Sounds pretty welcoming, right? But as it goes on it begins to read like a marketing strategist's playbook for the demographic that Vintage would feel comfortable attracting. Favorite movies: blockbusters such as The Matrix and Gladiator, but then, they also align their tastes with such cutting-edge films as Napoleon Dynamite and Uptown Girls. OK, so Uptown Girls, starring Brittany Murphy is not exactly cutting-edge, but for some reason it's got something that the Vintage Church wants to project. Under the "television" category they have listed three shows that make up their "best television line-up ever!": 24, Lost and The Office. By the way, so far, I'm not looking like a candidate for the Vintage church at all. It's not that I have anything against 24 or Napoleon Dynamite, I would just prefer not to be a "Napoleon Dynamite Christian," or to commune with other Christians based upon that criteria. There's a lot more to life, and sue me, but I contend that faith and pop culture are not healthy bedfellows. And if they are, I think we're in trouble.

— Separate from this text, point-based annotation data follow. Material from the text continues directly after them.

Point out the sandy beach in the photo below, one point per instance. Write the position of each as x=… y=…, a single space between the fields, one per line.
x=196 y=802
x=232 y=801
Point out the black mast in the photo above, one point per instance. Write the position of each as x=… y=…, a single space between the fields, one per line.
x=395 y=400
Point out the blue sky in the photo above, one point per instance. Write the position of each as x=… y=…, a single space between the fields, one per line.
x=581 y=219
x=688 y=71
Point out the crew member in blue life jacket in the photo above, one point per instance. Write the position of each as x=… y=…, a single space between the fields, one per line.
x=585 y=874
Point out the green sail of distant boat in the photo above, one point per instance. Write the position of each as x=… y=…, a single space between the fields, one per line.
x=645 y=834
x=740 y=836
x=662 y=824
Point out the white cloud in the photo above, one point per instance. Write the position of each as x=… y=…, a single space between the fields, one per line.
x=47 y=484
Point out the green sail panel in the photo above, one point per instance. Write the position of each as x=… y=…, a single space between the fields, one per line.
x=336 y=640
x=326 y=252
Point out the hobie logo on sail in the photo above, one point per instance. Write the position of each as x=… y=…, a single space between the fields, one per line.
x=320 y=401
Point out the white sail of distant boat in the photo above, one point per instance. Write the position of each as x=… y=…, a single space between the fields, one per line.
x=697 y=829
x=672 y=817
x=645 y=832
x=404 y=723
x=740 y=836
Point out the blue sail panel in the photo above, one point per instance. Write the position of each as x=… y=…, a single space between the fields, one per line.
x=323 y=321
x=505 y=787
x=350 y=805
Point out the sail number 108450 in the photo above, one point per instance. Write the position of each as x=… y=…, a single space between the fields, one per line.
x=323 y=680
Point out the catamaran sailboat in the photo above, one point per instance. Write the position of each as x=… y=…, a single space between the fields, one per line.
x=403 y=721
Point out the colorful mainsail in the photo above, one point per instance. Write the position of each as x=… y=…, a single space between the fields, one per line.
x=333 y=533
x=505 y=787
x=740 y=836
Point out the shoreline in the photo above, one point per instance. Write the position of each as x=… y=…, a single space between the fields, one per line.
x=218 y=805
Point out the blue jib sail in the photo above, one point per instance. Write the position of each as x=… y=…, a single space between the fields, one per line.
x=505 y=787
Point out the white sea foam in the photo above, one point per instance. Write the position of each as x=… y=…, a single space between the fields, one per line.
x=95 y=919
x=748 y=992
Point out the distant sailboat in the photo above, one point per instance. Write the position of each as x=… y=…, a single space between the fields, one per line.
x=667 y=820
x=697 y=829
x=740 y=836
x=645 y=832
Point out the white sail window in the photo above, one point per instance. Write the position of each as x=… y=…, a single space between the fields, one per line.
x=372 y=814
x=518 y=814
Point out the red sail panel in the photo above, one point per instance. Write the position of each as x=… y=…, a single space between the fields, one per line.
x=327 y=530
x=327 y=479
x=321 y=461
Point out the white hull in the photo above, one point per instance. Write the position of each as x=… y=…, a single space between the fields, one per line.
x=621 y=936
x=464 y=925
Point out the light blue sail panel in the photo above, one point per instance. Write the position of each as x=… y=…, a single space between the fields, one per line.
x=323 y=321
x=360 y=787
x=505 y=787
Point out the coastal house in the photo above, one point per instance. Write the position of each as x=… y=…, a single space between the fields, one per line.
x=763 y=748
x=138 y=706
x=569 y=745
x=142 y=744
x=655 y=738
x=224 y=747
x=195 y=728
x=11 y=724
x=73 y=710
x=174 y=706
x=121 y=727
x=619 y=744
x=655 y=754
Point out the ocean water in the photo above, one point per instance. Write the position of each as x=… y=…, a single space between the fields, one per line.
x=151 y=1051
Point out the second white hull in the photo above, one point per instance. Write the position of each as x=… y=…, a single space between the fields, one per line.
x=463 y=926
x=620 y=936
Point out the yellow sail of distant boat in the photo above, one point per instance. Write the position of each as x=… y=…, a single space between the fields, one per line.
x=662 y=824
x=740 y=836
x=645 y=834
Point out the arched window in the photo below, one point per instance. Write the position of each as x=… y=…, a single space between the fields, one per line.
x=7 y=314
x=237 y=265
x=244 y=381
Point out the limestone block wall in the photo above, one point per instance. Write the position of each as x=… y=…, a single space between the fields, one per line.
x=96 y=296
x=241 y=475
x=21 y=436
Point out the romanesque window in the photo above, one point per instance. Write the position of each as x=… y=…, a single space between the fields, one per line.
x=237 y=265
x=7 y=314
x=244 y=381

There are favorite bands, a whole list of Christian pop literature and even a catchy banner that anyone can lift and attach to their own myspace page that reads, "It's about being real. It's about being together. It's about being creative. It's about being with God."
OK, so is it really *that* wrong? It is evangelism's highest aim to bring the gospel to as many people as possible, but in a society that knows too well how to lure people into doing things, how far will evangelical churches allow themselves to slide down that slope? It's the aim of a consumer society to get as many people to buy buy buy as possible. If Christians are willing to appeal to the same basic human urges of materialism that advertisers use what makes Christians so different from a slimey salesman? For all they know, the world already views them that way. It comes down to this: what kind of a face are churches willing to slap on Jesus in order to "sell salvation?" And furthermore, is Jesus's face the face of materialism, of consumerism, of gross desire--ask a single mother stricken by poverty if she thinks that's a comforting image. But by defining their church by what kind of things they like to buy that is what they have done. There are many ways to create interest or desire in people, many of them unethical, many of them come with the lavish trappings of sin, and, call me biased, but I believe that there should be an impeccably high standard of ethics for those who act as the hands and feet of Christ on this earth, and I doubt whether anyone at the Vintage has actually given the moral implications of this a thought.
Is there a line that can be crossed when we "recruit people for Christ?" Telling people that your church is about "authenticity," "grace," cafe, cake and good food, just sounds to me like this church has lost the plot. But at least they're not leaving us guessing.